İstanbul fethi kaderinde yazgılı olan Kutlu Padişah Fatih Sultan Mehmet Han 21 yaşında tahta oturmuştur.


Çocuk yaştan beri -anlatılan efsanelerinde etkisi ile- İstanbul’u feth etmenin planlarını yapan Sultan Mehmet bu planda Ayasofya’yı da unutmamış özellikle padişah olduğu yıl olan 1451’de Ayasofya’ya iki mimar yollamıştır. Mimarların kontrolü neticesinde zayıf bulunan Ayasofya tadilat yapılmaya başlanmıştır. Binanın iki tarafına istinat duvarları yapılmış ve temeli sağlamlaştırılarak sağa sola kayması önlenmiştir.


Takvimler 6 Nisan 1453’ü gösterdiğinde büyük Fetih harekatı başlamıştır. Devasa Şahi topları ile dövülen surlar tarumar olmuştur. Şahi toplarının azameti neticesinde yer zangır zangır titremiş ve bu hengamede şehirdeki bütün eski bakımsız binalar yerle bir olmuştur. Fetihten 2 yıl önce yapılan yenileme çalışmasında sağlamlaştırılan Ayasofya hiçbir zarar görmeden ayakta kalmayı başarmıştır.
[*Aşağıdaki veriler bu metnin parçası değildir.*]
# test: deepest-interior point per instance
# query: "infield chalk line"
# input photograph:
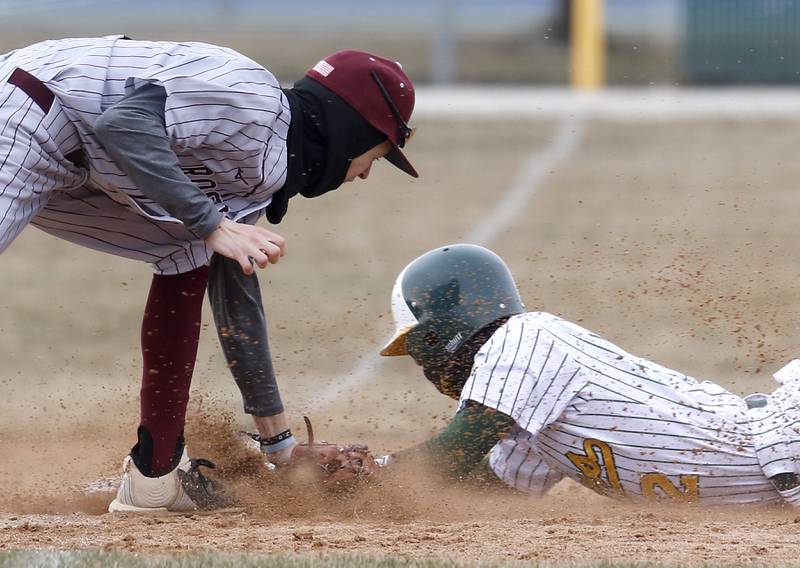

İleri görüşlü padişah Fatih Sultan Mehmet Han Ayasofya’yı adeta kanatlarının altına alarak yıkılmasını önlemiştir. Ayasofya’nın kaderinde Cami olmak vardır. Yüce Sultan Ayasofya’nın kılına zarar gelmesin diye –dinimizce yasak olan- kubbeye işlenmiş resim içeren mozaikleri dahi kazıtmamış. Mozaikleri n sadece üzerini çarşafla kapatmıştır. 1 Haziran 1453 Cuma günü ilk Cuma namazının kılınması ile Ayasofya cami olmuştur.


Aradan geçen bir asırda doğal afetler ve zamanın yıprattığı Ayasofya Kanuni Sultan Süleyman’ın emri ile büyük usta Mimar Sinan tarafından yenilenmiş ve bakımları yapılmıştır. Ayasofya’yı kontrole gelen Kanuni mozaiklere göz attıktan sonra mozaiklerin bir parmak kalınlığında kireç ile kapatılması emrini vermiştir.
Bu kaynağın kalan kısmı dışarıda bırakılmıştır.